AP reports that “A bill that allows public high schools to offer classes on the Bible sped through the Georgia House today, passing overwhelmingly with no debate. The legislation, which passed 151-to-7, would allow high schools to form elective courses on the history and literature of the Old
Testament and New Testament eras. The classes would focus on the law, morals, values and culture of the eras.”
In principle, such classes are constitutionally permissible, which is only right: The Bible is indeed an important work of literature, and important to understanding history (both the history of the Biblical era and later history).
The trouble is that for the classes to be thoughtful, intellectually rigorous, and educationally valuable, they’d have to deal with lots of things that many students (and others) might find quite troubling. If you teach the Merchant of Venice as literature, you probably ought to discuss criticisms of the moral view that the Merchant of Venice seems to express. If you teach classic-era histories (e.g., Livy) in a class on Roman history, you certainly ought to discuss whether the historians are reliable, and whether they might be repeating myth as truth. If you teach historical legal systems in a class on ancient law and culture, you need to discuss ways in which those legal systems may have been unjust by today’s standards, or inconsistent even by their own standards.

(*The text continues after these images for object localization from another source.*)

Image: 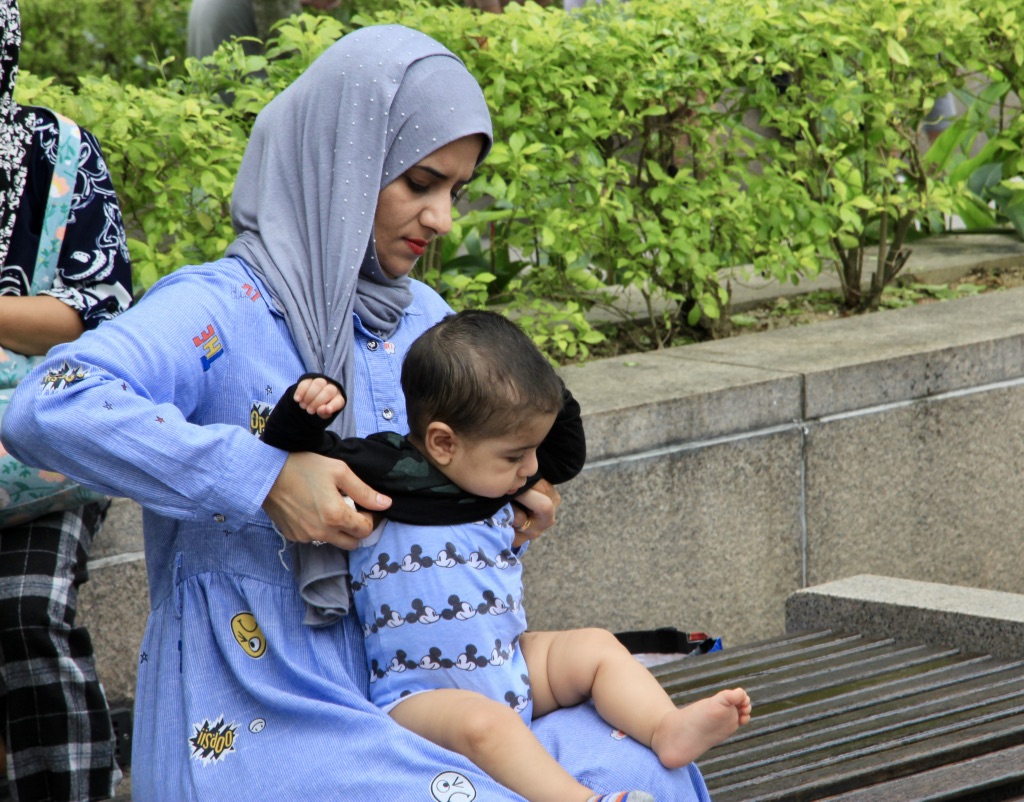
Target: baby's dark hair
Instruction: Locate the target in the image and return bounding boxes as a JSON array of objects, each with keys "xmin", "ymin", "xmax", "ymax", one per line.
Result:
[{"xmin": 402, "ymin": 309, "xmax": 563, "ymax": 441}]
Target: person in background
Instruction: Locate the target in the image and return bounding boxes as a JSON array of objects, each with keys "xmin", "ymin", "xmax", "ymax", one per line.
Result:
[
  {"xmin": 0, "ymin": 1, "xmax": 134, "ymax": 800},
  {"xmin": 922, "ymin": 91, "xmax": 957, "ymax": 145},
  {"xmin": 187, "ymin": 0, "xmax": 341, "ymax": 60}
]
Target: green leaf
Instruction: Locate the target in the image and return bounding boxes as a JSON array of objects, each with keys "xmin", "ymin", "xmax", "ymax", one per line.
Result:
[
  {"xmin": 508, "ymin": 131, "xmax": 527, "ymax": 156},
  {"xmin": 847, "ymin": 195, "xmax": 876, "ymax": 210},
  {"xmin": 885, "ymin": 38, "xmax": 911, "ymax": 66}
]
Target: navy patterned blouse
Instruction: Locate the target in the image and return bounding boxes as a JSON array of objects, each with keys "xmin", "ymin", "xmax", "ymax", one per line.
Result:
[{"xmin": 1, "ymin": 107, "xmax": 133, "ymax": 328}]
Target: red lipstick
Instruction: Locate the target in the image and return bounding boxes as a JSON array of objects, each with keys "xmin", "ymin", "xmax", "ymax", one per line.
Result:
[{"xmin": 405, "ymin": 238, "xmax": 428, "ymax": 256}]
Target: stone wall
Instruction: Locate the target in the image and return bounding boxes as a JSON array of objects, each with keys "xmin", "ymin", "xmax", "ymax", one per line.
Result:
[{"xmin": 525, "ymin": 285, "xmax": 1024, "ymax": 646}]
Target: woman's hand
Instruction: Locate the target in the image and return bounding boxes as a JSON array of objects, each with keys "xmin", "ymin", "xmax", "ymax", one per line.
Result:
[
  {"xmin": 263, "ymin": 451, "xmax": 392, "ymax": 549},
  {"xmin": 511, "ymin": 478, "xmax": 561, "ymax": 548}
]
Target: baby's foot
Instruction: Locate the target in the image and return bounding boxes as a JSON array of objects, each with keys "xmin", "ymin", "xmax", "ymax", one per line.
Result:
[
  {"xmin": 587, "ymin": 793, "xmax": 655, "ymax": 802},
  {"xmin": 650, "ymin": 687, "xmax": 752, "ymax": 769}
]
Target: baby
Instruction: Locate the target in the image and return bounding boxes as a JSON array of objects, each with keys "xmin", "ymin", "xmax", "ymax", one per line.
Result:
[{"xmin": 263, "ymin": 309, "xmax": 750, "ymax": 802}]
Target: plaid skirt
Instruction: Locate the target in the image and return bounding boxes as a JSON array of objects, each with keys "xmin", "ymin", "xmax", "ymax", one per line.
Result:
[{"xmin": 0, "ymin": 502, "xmax": 121, "ymax": 802}]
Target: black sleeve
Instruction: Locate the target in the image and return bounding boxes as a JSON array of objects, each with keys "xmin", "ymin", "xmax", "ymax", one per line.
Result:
[
  {"xmin": 261, "ymin": 373, "xmax": 347, "ymax": 455},
  {"xmin": 264, "ymin": 375, "xmax": 586, "ymax": 489},
  {"xmin": 534, "ymin": 382, "xmax": 586, "ymax": 485}
]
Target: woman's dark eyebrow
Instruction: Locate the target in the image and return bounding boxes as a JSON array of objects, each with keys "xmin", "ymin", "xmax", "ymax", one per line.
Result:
[
  {"xmin": 414, "ymin": 165, "xmax": 446, "ymax": 180},
  {"xmin": 411, "ymin": 164, "xmax": 475, "ymax": 185}
]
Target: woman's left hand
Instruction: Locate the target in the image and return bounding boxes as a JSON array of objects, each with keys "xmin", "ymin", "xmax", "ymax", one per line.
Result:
[{"xmin": 511, "ymin": 478, "xmax": 561, "ymax": 548}]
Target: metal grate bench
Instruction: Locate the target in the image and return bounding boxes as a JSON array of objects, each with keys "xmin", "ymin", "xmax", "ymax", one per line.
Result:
[{"xmin": 653, "ymin": 630, "xmax": 1024, "ymax": 801}]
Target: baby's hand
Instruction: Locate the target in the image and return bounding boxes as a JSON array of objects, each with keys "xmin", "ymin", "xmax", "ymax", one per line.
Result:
[{"xmin": 294, "ymin": 377, "xmax": 345, "ymax": 419}]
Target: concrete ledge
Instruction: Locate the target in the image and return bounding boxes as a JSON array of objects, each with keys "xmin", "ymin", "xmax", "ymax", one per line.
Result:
[
  {"xmin": 530, "ymin": 286, "xmax": 1024, "ymax": 648},
  {"xmin": 785, "ymin": 574, "xmax": 1024, "ymax": 660},
  {"xmin": 560, "ymin": 352, "xmax": 801, "ymax": 460},
  {"xmin": 670, "ymin": 286, "xmax": 1024, "ymax": 418}
]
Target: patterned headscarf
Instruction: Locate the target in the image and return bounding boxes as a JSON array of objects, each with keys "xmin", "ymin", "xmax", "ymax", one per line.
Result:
[
  {"xmin": 0, "ymin": 0, "xmax": 35, "ymax": 267},
  {"xmin": 227, "ymin": 24, "xmax": 493, "ymax": 440}
]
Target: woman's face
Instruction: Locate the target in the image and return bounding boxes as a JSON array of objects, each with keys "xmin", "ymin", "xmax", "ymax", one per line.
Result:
[{"xmin": 373, "ymin": 134, "xmax": 484, "ymax": 280}]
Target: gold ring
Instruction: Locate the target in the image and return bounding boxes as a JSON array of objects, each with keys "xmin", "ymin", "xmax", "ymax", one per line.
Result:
[{"xmin": 517, "ymin": 517, "xmax": 532, "ymax": 532}]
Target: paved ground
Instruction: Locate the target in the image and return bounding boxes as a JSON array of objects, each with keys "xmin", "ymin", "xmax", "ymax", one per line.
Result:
[{"xmin": 113, "ymin": 773, "xmax": 131, "ymax": 801}]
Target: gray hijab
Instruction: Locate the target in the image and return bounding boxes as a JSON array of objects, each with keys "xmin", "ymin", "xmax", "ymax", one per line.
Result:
[{"xmin": 226, "ymin": 24, "xmax": 493, "ymax": 625}]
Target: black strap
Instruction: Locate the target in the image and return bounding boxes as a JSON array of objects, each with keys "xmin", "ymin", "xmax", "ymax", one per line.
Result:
[{"xmin": 614, "ymin": 627, "xmax": 718, "ymax": 655}]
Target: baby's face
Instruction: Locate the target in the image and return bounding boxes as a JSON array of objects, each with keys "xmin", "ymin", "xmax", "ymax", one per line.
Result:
[{"xmin": 444, "ymin": 412, "xmax": 556, "ymax": 499}]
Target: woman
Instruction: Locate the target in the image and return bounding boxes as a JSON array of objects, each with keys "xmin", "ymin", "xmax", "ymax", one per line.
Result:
[
  {"xmin": 0, "ymin": 1, "xmax": 133, "ymax": 799},
  {"xmin": 3, "ymin": 24, "xmax": 711, "ymax": 800}
]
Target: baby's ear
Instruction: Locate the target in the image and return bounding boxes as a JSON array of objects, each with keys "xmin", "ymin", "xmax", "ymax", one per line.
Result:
[{"xmin": 423, "ymin": 422, "xmax": 457, "ymax": 465}]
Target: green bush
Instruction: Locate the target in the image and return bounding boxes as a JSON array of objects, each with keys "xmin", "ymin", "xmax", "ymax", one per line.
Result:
[
  {"xmin": 923, "ymin": 1, "xmax": 1024, "ymax": 240},
  {"xmin": 20, "ymin": 0, "xmax": 189, "ymax": 86},
  {"xmin": 732, "ymin": 0, "xmax": 989, "ymax": 310},
  {"xmin": 381, "ymin": 0, "xmax": 786, "ymax": 348},
  {"xmin": 15, "ymin": 0, "xmax": 1024, "ymax": 359},
  {"xmin": 375, "ymin": 0, "xmax": 1013, "ymax": 320},
  {"xmin": 16, "ymin": 13, "xmax": 352, "ymax": 290}
]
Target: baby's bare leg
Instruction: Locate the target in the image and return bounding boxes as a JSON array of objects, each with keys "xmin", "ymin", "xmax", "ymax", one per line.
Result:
[
  {"xmin": 522, "ymin": 629, "xmax": 751, "ymax": 768},
  {"xmin": 389, "ymin": 688, "xmax": 595, "ymax": 802}
]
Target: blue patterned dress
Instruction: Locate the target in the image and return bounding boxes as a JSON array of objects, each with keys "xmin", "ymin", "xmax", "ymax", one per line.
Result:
[{"xmin": 3, "ymin": 257, "xmax": 711, "ymax": 802}]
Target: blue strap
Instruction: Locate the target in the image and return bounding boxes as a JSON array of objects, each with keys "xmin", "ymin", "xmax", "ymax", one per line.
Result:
[{"xmin": 30, "ymin": 109, "xmax": 81, "ymax": 295}]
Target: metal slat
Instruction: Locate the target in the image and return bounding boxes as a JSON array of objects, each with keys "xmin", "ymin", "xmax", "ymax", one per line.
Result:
[
  {"xmin": 650, "ymin": 631, "xmax": 868, "ymax": 677},
  {"xmin": 704, "ymin": 655, "xmax": 1017, "ymax": 745},
  {"xmin": 658, "ymin": 635, "xmax": 976, "ymax": 703},
  {"xmin": 677, "ymin": 646, "xmax": 970, "ymax": 709},
  {"xmin": 654, "ymin": 632, "xmax": 887, "ymax": 690},
  {"xmin": 819, "ymin": 743, "xmax": 1024, "ymax": 801},
  {"xmin": 710, "ymin": 700, "xmax": 1024, "ymax": 789},
  {"xmin": 708, "ymin": 711, "xmax": 1024, "ymax": 801},
  {"xmin": 703, "ymin": 671, "xmax": 1024, "ymax": 773},
  {"xmin": 705, "ymin": 687, "xmax": 1024, "ymax": 784},
  {"xmin": 649, "ymin": 633, "xmax": 1024, "ymax": 799}
]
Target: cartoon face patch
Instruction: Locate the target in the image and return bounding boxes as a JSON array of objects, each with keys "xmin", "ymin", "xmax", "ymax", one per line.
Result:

Are Georgia voters and legislators prepared to have Georgia high school teachers raise these hard questions about the Bible? If so, great. But if the hope is that the teachers will teach the Bible without the same willingness to critique the work — and to encourage students to think critically about the work — that we’d expect in serious classes on other works, then that would be a pretty bad step for the Georgia school system to take: It would suggest that the school system is just trying to reinforce students’ existing beliefs, rather than teaching them to analyze historical sources carefully and thoughtfully.